In view of the success in preparing a single-chain hCG of the form N-fi-a-C, we then designed a single-chain hCG-LHR, i.e., yoked hCG-LHR (Fig. 2), with a C-terminal peptide (CTP) and Factor Xa cleavage site serving as linker between a and receptor. buy ortho tri-cyclen online
The yoked hCG-LHR complex was expressed in COS-7 and HEK 293 cells as evidenced by Western blot analysis using an antibody to the hCGfi-CTP peptide. The degree of [125I]hCG-specific binding was, however, relatively low, particularly in the COS-7 cells, consistent with occupancy of the expressed LHR with covalently attached yoked hCG. Using the transfected HEK 293 cells, which contained a greater degree of specific binding than the COS-7 cells, a competitive binding curve was generated with expressed wild-type LHR serving as control (Fig. 4a). Of interest is the observation that the yoked hCG-LHR complex exhibits an apparent higher affinity for hCG than wild-type LHR. That the yoked hCG-LHR complex is functional is evidenced by the results on cAMP production shown in Figure 4b. First, it should be noted that the basal level of cAMP, i.e., in the absence of exogenous hCG, is considerably higher in cells transfected with yoked hCG-LHR than in mock-transfected cells or cells transfected with LHR. Second, the yoked hCG-LHR complex remains somewhat responsive to exogenous hCG, but the fold-ac-tivation is low compared to that of LHR.

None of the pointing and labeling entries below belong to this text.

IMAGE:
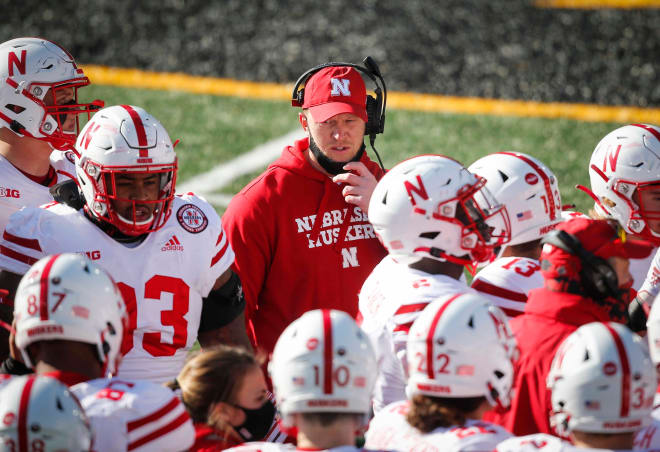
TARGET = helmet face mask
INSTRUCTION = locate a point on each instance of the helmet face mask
(39, 91)
(67, 297)
(527, 188)
(127, 169)
(430, 206)
(623, 172)
(461, 346)
(602, 381)
(323, 362)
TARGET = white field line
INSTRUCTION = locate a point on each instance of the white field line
(206, 184)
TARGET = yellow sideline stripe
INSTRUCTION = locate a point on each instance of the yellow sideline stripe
(134, 78)
(597, 4)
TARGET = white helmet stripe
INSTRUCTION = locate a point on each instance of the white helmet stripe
(139, 130)
(544, 177)
(625, 368)
(327, 352)
(22, 414)
(429, 338)
(648, 129)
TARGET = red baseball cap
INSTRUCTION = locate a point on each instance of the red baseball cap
(601, 238)
(334, 90)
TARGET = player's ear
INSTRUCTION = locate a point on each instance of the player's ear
(303, 120)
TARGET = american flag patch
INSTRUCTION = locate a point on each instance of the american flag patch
(526, 215)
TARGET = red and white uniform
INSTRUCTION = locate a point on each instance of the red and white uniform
(163, 279)
(135, 416)
(507, 281)
(540, 441)
(390, 300)
(17, 190)
(271, 447)
(389, 429)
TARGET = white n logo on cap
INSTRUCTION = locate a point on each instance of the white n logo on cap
(340, 87)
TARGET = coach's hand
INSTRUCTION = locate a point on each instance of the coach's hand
(359, 184)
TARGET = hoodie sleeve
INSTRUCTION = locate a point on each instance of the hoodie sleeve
(250, 236)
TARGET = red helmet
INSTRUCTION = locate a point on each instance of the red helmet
(34, 74)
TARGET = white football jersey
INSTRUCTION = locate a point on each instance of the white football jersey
(139, 416)
(17, 190)
(650, 287)
(390, 429)
(162, 280)
(540, 441)
(273, 447)
(506, 283)
(390, 300)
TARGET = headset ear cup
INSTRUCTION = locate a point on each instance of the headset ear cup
(372, 113)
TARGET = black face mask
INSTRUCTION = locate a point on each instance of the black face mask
(332, 166)
(257, 422)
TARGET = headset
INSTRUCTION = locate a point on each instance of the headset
(375, 105)
(598, 278)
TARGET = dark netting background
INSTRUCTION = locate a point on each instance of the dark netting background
(503, 49)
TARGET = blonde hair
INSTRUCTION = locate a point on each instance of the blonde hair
(211, 376)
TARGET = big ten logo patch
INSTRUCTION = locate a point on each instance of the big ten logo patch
(9, 193)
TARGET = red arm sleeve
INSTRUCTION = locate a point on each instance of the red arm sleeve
(246, 227)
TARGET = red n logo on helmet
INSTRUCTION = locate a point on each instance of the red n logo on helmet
(420, 190)
(13, 60)
(612, 156)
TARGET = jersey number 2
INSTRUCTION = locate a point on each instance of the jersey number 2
(154, 287)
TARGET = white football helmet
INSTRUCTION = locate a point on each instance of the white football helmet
(33, 71)
(68, 297)
(323, 362)
(602, 381)
(431, 206)
(123, 139)
(527, 188)
(40, 414)
(624, 164)
(461, 346)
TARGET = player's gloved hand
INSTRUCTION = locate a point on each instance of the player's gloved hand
(359, 184)
(637, 315)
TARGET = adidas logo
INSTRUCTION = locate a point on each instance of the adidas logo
(172, 244)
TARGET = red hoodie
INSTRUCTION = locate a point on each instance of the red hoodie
(288, 262)
(548, 319)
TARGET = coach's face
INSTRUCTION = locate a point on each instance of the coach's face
(134, 195)
(339, 137)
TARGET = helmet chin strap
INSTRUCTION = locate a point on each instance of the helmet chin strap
(332, 167)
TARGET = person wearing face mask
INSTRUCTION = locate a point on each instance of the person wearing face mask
(224, 390)
(585, 268)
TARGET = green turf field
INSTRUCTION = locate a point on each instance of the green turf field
(216, 129)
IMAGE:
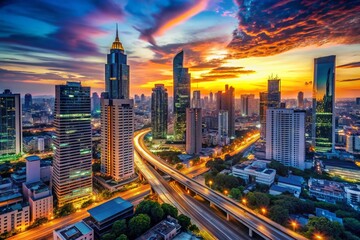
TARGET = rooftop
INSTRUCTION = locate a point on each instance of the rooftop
(109, 209)
(74, 231)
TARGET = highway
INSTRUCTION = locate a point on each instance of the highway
(258, 223)
(214, 226)
(45, 231)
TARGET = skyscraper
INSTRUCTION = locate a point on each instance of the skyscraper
(323, 131)
(10, 123)
(226, 101)
(95, 100)
(117, 117)
(193, 130)
(181, 78)
(28, 102)
(285, 136)
(300, 100)
(196, 101)
(72, 178)
(159, 111)
(262, 112)
(248, 104)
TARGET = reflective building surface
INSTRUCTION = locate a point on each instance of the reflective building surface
(181, 77)
(72, 178)
(323, 131)
(159, 111)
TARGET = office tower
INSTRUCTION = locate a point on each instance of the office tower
(193, 130)
(223, 127)
(323, 131)
(226, 101)
(72, 142)
(274, 94)
(300, 100)
(196, 101)
(117, 117)
(28, 102)
(181, 78)
(285, 136)
(10, 124)
(262, 112)
(248, 104)
(159, 111)
(95, 104)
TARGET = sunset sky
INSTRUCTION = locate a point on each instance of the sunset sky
(235, 42)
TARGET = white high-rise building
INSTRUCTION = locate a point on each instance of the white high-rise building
(223, 127)
(193, 130)
(117, 126)
(285, 136)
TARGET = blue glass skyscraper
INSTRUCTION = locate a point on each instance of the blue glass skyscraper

FIG. 4. a) Competitive binding of [,2Sl]hCG and hCG to HEK 293 cells expressing yoked hCG-LHR (solid squares) and wild-type LHR (open circles), b) Cyclic AMP response to hCG in HEK 293 cells expressing yoked hCG-LHR (squares) and wild-type LHR (circles); the lack of response of mock-transfected cells is also indicated (triangles). (Data from.)